A research team at the Abramson Cancer Center of the University of Pennsylvania has been awarded a $500,000 grant from the Alliance for Cancer Gene Therapy (ACGT) to develop a CAR T-cell therapy to treat prostate cancer.
The ACGT grant was awarded to Joseph Fraietta, PhD, an assistant professor of microbiology with expertise in tumor immunology, and Naomi Haas, MD, an associate professor of medicine and director of the prostate and kidney cancer program. Haas is currently conducting a Phase 1 clinical trial (NCT03089203) investigating the safety and proper dosage of a form of CAR T-cell therapy for prostate cancer patients.
In previous studies and clinical trials, prostate cancer has been resistant to the CAR T-cell therapeutic approach. However, as many prostate cancer patients are resistant to traditional approaches — such as chemotherapy, hormonal treatment, and surgery — developing a new strategy is of the utmost importance.
CAR T-cell therapy is a technique in which T-cells, a type of immune cell, are collected from a patient and then treated in the laboratory to elevate their anti-tumor activity. This is accomplished by genetically engineering the T-cells to produce what is called a chimeric antigen receptor, or CAR, which is a protein that is specifically designed to recognize some component of the patient’s tumor. The engineered CAR T-cells are expanded in the lab, and then infused back into the patient’s bloodstream, where they can then help eliminate cancer cells.

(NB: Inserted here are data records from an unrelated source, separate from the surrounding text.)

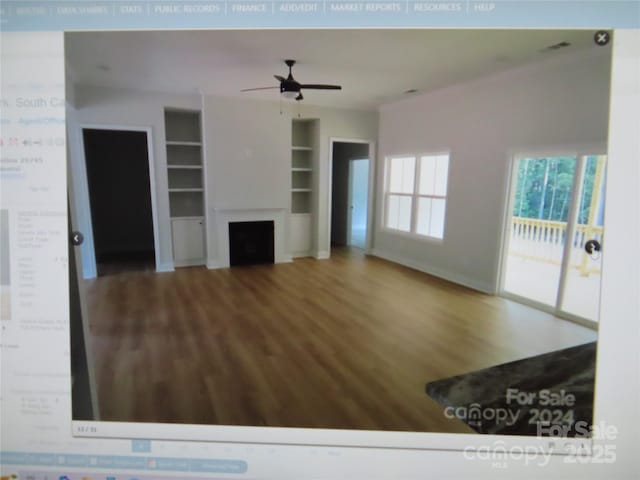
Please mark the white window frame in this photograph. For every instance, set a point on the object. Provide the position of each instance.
(415, 196)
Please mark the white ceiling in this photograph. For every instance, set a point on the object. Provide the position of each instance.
(373, 66)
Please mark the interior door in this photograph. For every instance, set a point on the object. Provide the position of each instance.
(358, 202)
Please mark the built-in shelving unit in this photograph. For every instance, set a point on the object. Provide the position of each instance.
(186, 185)
(303, 152)
(301, 165)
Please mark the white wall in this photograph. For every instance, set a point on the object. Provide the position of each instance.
(558, 102)
(248, 155)
(109, 107)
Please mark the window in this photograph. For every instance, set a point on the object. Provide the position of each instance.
(416, 194)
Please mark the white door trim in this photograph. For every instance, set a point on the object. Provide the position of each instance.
(370, 192)
(82, 199)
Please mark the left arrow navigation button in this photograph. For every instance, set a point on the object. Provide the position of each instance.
(77, 238)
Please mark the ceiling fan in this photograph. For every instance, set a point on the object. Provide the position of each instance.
(290, 88)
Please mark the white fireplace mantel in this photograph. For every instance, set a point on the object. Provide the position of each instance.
(220, 219)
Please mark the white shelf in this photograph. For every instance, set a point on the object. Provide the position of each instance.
(185, 167)
(184, 144)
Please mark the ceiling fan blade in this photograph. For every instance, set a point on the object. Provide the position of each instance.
(315, 86)
(259, 88)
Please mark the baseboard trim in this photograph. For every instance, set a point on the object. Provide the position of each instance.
(213, 264)
(189, 263)
(436, 272)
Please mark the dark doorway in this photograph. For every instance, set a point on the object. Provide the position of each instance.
(349, 194)
(120, 198)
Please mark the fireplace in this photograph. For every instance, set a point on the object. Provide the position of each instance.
(251, 243)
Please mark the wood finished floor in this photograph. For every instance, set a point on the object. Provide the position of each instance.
(348, 342)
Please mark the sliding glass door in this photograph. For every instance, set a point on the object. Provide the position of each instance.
(553, 243)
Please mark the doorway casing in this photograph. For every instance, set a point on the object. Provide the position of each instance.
(370, 189)
(82, 199)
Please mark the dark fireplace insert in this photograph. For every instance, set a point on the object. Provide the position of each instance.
(251, 243)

The new award will fund research into improving the effectiveness of T-cells in battling the cancer cells of solid tumors. The team’s study will investigate how the availability of nutrients may play a role in the regulation of what genes are active in T-cells — a process called epigenetic coding. The variation in gene expression may affect a T-cell’s ability to fight tumors.
“The grant from ACGT will help us advance our clinical work in a very novel way,” Fraietta said in a press release. “If we can unlock the epigenetic code that controls the fate and function of T-cells, it could be a game changer.”
Part of the ACGT’s motivation for funding this research is that it will build upon results from the clinical trial currently being conducted by Haas, a renowned expert in the field of prostate and kidney cancer.
In that open-label, non-randomized study at the University of Pennsylvania, 18 patients with metastatic prostate cancer are being given a single dose of CAR T-cell therapy, with or without a dose of the chemotherapy drug cyclophosphamide. Chemotherapy is often used in CAR T-cell treatments to suppress the immune system and avoid any potential immune response to the re-introduced engineered cells.
The clinical trial will follow a standard “3+3 dose escalation” format, in which patients are placed into groups of three and given doses of ascending concentrations. By monitoring for any adverse reactions over a two-year period, this format allows researchers to determine the safety and maximum tolerated dosage of the treatment — one of the study’s primary goals.
The trial is currently recruiting men with prostate cancer who are castrate resistant, meaning they do not respond to hormone therapy.
A secondary goal of the trial is to determine whether the treatment shows signs of anti-tumor activity. The researchers will measure tumor burden before the participants begin receiving the CAR T-cell treatment, and then again at four weeks, three months, and six months afterward.
The CAR T-cells used in this trial carry a receptor for a prostate cancer surface protein called prostate-specific membrane antigen, which is being explored as a target for many prostate cancer therapies.
The researchers note that these cells also carry another receptor that renders them insensitive to the immunosuppressive effects of transforming growth factor β (TGF-β), which is produced by prostate cancer tumors to block local immune system activity.
In preclinical studies, these cells proliferated more, had increased activity and persistence in circulation, and were able to eradicate aggressive human cancers in mice more efficiently than PSMA CAR T-cells lacking the TGF-β receptor.
“The ACGT Scientific Advisory Council is impressed with the potential of this research team and their successful innovations in the use of T-cell therapy,” said Kevin Honeycutt, the CEO and president of ACGT. “Because Drs. Fraietta and Haas are building on direct results already achieved with patients, there may be less transition time required to get a promising new treatment into the clinic for prostate cancer patients.”
“Plus, we believe this research could provide a tumor-attack roadmap to help fight other cancers, including lung, pancreatic, ovarian and brain,” Honeycutt said.
The U.S. nonprofit has supported the development of CAR T-cell therapy for many years, awarding grants in 2004 and 2008 to another university researcher, Carl June, MD. June pioneered the CAR T-cell technique to treat leukemia.
“ACGT has been dedicated to funding innovative science that harnesses the power of cell and gene therapy and transforms how cancer is treated,” Honeycutt said. “The work of Drs. Fraietta and Haas is a great example of this promise.”